Если б Кальвин не хотел ничего иного, как только просто расправиться с личным противником-богословом Серветом, как легко мог бы он воспользоваться сложившимися обстоятельствами! Ведь едва лишь началось женевское расследование, как тотчас же явившийся в Женеву посланец французского правосудия потребовал выдачи осужденного во Вьенне беглеца: там его давно уже ждет костер. Какой неповторимо удобный случай для Кальвина показать себя перед всем миром великодушным человеком и в то же время покончить с ненавистным противником! Женевскому Совету следует лишь санкционировать выдачу, и с крайне неприятным делом Сервета было бы покончено.
Но Кальвин против выдачи. Для него Сервет — не живой человек, не субъект, а прежде всего объект, на котором он желает со всей очевидностью продемонстрировать всему миру неприкосновенность своего учения. Не солоно хлебавши возвращается восвояси посланец французских властей; диктатор протестантизма желает сам на своей територии провести этот процесс и покончить с еретиком, чтобы сделать официальным закон, по которому каждый, пытающийся ему, Кальвину, противоречить, рискует головой.
* * *
То, что Кальвин в деле Сервета думает только о демонстрации своей власти, в Женеве тотчас же замечают не только его друзья, но и враги. Совершенно естественно, что враги хотят испортить Кальвину затеянную им игру. Разумеется, этим политикам совершенно безразлична судьба Сервета; и для них несчастный — только игрушка, орудие в их борьбе, всего лишь ничтожный рычаг, с помощью которого можно попытаться опрокинуть власть диктатора; им, по существу, совершенно безразлично, будет рычаг при этом сломан или нет.
Действительно, эти опасные друзья Сервета оказывают ему очень скверную услугу, возбуждая колеблющуюся самонадеянность истеричного человека лживыми слухами, тайно посылая ему в тюрьму письма, в которых настоятельно советуют ему решительно сопротивляться Кальвину. В их интересах только одно — чтобы процесс прошел по возможности более остро и привлек к себе как можно больше внимания; чем энергичнее Сервет будет защищаться, чем яростнее он будет наступать на ненавистного противника, тем для них будет лучше.
Но, к несчастью, и без этого не очень-то много требуется, чтобы безрассудного сделать еще более безрассудным.
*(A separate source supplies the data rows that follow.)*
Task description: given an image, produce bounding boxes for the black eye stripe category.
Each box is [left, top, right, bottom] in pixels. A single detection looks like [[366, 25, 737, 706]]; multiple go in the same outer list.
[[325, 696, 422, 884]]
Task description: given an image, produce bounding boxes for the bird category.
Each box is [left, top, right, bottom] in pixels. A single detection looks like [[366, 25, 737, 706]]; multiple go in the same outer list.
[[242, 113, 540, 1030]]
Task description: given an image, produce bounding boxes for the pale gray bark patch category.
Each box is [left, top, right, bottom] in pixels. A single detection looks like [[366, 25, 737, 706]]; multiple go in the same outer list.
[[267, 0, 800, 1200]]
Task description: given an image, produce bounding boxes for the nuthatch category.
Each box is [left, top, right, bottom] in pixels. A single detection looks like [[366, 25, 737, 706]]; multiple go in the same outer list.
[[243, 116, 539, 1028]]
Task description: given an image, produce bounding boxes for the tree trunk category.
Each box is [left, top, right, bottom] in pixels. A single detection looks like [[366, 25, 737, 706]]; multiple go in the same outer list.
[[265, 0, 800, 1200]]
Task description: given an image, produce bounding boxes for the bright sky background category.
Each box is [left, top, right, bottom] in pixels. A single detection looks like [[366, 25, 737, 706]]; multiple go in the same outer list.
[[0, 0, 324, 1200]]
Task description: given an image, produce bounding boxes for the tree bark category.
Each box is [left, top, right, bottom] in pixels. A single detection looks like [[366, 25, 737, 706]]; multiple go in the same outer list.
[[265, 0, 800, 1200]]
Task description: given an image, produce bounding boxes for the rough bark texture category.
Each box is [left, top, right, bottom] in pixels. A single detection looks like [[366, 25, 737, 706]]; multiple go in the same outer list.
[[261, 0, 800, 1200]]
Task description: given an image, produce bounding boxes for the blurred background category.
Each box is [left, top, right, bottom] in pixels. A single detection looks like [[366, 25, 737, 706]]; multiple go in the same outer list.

Многомесячное, очень тяжелое заключение в темнице давно уже сделало все, чтобы довести экзальтированного человека до состояния неукротимой ярости, ибо Сервет, и Кальвин не может этого не знать, содержится в ужасающе тяжелых условиях, все мелочи бессердечного обхождения с ним продуманы с утонченнейшей жестокостью.
Уже несколько недель больного, нервного, истеричного, чувствующего себя совершенно невиновным человека содержат, словно убийцу, с цепями на руках и ногах в очень сырой и холодной камере. Гниющие от сырости лохмотья едва прикрывают его мерзнущее тело, в камеру запрещают передать чистую рубашку, не обеспечиваются элементарнейшие требования гигиены, никому не разрешено оказать ему хотя бы минимальную помощь. И, находясь в безмерно тяжелом состоянии, Сервет обращается к Совету с потрясающим письмом, прося проявить к нему немного человечности: «Блохи пожирают меня живого, башмаки мои разорваны, у меня нет одежды, нет белья».
Но тайная рука, известная всем своей жестокостью, бесчеловечно, словно тиски, подавляет всякое сопротивление, предотвращает любую попытку Совета исполнить некоторые просьбы Сервета: никаких улучшений условий его содержания не будет. Пусть, словно шелудивый пес на навозной куче, подыхает в сырой яме этот смелый мыслитель, этот свободомыслящий ученый. И еще ужаснее, словно крик о помощи, звучит через несколько недель второе письмо, ведь Сервет буквально задыхается в своих нечистотах: «Я прошу вас Христа ради не отказать мне в том, в чем вы не отказали бы турку или преступнику. Ничего из того, что вы приказали, чтобы содержать меня в чистоте, не исполняется. Состояние мое — более плачевное, чем раньше. Какая страшная жестокость, что здесь нет условий отправлять естественные физические потребности».
Но ничего не меняется! Так чему же здесь удивляться, если извлеченный из своей сырой ямы человек каждый раз приходит в бешенство, когда, униженный, с цепями на ногах, в зловонных лохмотьях, он видит перед собой за судейским столом человека в черной, хорошо вычищенной рясе, холодного и расчетливого обвинителя, хорошо подготовленного, прекрасно отдохнувшего, с которым ему следовало бы вести диалог как ученому с ученым, как человеку интеллекта с человеком интеллекта, но который, издеваясь над ним, ведет себя хуже, чем с убийцей?